Schuman joins Vacasa with nearly 30 years of financial leadership experience within the technology sector. Most recently, Schuman served as the CFO of Kiavi, Inc., one of the nation’s largest technology-driven real estate lenders. Prior to Kiavi, Schuman spent more than 25 years at Intel Corporation, where he served as the financial lead for various business units, including, most recently, as the VP and CFO of Intel Capital.

“I’m thrilled to welcome Bruce to Vacasa,” said Rob Greyber, CEO of Vacasa. “Bruce has successfully led financial functions at one of the world’s most transformative technology companies and has also helped growth businesses develop financial and operating rigor as they scaled.

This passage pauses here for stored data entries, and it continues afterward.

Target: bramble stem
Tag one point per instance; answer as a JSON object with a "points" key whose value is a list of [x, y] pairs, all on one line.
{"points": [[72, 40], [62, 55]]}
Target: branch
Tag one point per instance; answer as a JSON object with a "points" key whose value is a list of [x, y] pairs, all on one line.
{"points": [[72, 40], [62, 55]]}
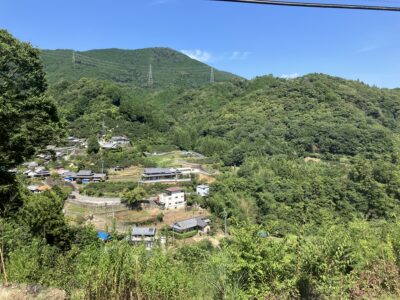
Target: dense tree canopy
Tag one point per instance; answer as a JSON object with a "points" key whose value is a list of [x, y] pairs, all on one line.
{"points": [[28, 118]]}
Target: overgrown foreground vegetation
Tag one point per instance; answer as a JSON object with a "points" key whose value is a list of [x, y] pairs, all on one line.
{"points": [[322, 229], [355, 260]]}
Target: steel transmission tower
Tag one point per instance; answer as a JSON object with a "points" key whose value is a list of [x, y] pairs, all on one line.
{"points": [[150, 80]]}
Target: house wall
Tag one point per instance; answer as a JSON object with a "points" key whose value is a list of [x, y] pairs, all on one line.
{"points": [[202, 192]]}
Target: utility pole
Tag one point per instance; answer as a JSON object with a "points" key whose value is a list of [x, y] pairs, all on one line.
{"points": [[150, 80], [173, 233], [212, 75], [225, 223]]}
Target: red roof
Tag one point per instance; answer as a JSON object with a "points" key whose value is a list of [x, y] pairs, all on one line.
{"points": [[174, 189]]}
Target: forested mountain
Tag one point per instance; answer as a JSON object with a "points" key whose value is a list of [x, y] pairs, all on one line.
{"points": [[315, 115], [309, 182], [130, 67]]}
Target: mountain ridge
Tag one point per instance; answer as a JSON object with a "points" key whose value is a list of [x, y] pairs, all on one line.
{"points": [[131, 67]]}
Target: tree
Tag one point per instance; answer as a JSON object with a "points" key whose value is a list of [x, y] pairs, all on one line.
{"points": [[93, 145], [28, 118], [132, 197]]}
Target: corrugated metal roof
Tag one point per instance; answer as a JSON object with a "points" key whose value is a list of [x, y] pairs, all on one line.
{"points": [[152, 171], [190, 223], [143, 231]]}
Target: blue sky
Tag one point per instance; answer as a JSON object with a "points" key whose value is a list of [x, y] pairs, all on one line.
{"points": [[248, 40]]}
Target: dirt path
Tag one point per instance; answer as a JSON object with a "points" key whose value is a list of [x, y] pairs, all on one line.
{"points": [[76, 197]]}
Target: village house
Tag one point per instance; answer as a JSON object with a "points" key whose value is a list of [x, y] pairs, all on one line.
{"points": [[85, 176], [198, 223], [146, 235], [121, 141], [154, 175], [37, 172], [173, 198], [38, 189], [203, 190]]}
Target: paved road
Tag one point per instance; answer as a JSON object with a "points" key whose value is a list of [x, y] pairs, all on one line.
{"points": [[95, 200]]}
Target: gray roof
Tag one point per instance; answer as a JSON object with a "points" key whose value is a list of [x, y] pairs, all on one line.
{"points": [[203, 186], [189, 224], [84, 173], [143, 231], [119, 138], [99, 175], [153, 171]]}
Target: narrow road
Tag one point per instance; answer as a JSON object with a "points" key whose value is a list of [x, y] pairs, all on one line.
{"points": [[75, 196]]}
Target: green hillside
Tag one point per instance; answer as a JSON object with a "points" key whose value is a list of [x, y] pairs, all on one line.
{"points": [[130, 67]]}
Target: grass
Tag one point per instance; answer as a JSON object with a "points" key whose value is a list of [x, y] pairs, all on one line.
{"points": [[132, 173]]}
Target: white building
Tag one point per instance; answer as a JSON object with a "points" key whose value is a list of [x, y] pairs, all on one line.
{"points": [[174, 198], [203, 190], [121, 140]]}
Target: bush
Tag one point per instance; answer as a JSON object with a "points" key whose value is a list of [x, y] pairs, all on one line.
{"points": [[185, 235]]}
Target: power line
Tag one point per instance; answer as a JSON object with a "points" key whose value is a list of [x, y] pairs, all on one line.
{"points": [[150, 81], [316, 5]]}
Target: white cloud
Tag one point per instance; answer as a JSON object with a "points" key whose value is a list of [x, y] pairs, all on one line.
{"points": [[197, 54], [289, 76], [368, 48]]}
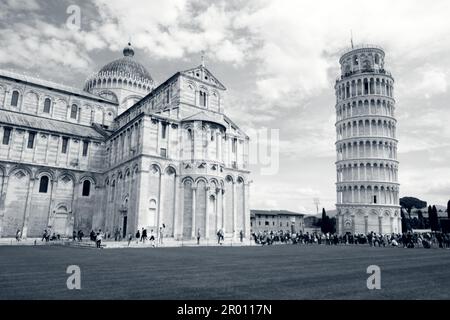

Bruce will round out a leadership team at Vacasa focused on driving profitable growth, improving customer-centric execution and unlocking Vacasa’s long-term potential.” 

“I am excited to join Vacasa, a company with enormous potential to further transform the vacation rental industry,” said Schuman. “I’ve seen first-hand how technology can simplify and elevate customer experiences and am looking forward to working with Rob and the talented executive team as we continue to bring technology-enabled hospitality and service to Vacasa’s homeowners and guests.”

Cohen has served as Vacasa’s CFO since joining the company in March of 2021, building out its core finance functions and overseeing its business combination with TPG Pace Solutions Corp. that resulted in Vacasa becoming a publicly traded company.

“I want to thank Jamie for her hard work over the last couple of years and the valuable role she has played during her time with the company, especially in leading Vacasa into the public markets. It has been a pleasure having her on the team, and I wish her only the best in her future endeavors,” said Jeff Parks, Chairman of Vacasa’s board of directors.

About Vacasa
Vacasa is the leading vacation rental management platform in North America, transforming the vacation rental experience by integrating purpose-built technology with expert local and national teams. Homeowners enjoy earning significant incremental income on one of their most valuable assets, delivered by the company’s unmatched technology that is designed to adjust rates in real time to maximize revenue. Guests can relax comfortably in Vacasa’s 40,000+ homes across more than 500 destinations in the United States, Belize, Canada, Costa Rica, and Mexico, knowing that 24/7 support is just a phone call away. In addition to enabling guests to search, discover and book its properties on Vacasa.com and the Vacasa Guest App, Vacasa provides valuable, professionally managed inventory to top channel partners, including Airbnb, Booking.com and Vrbo.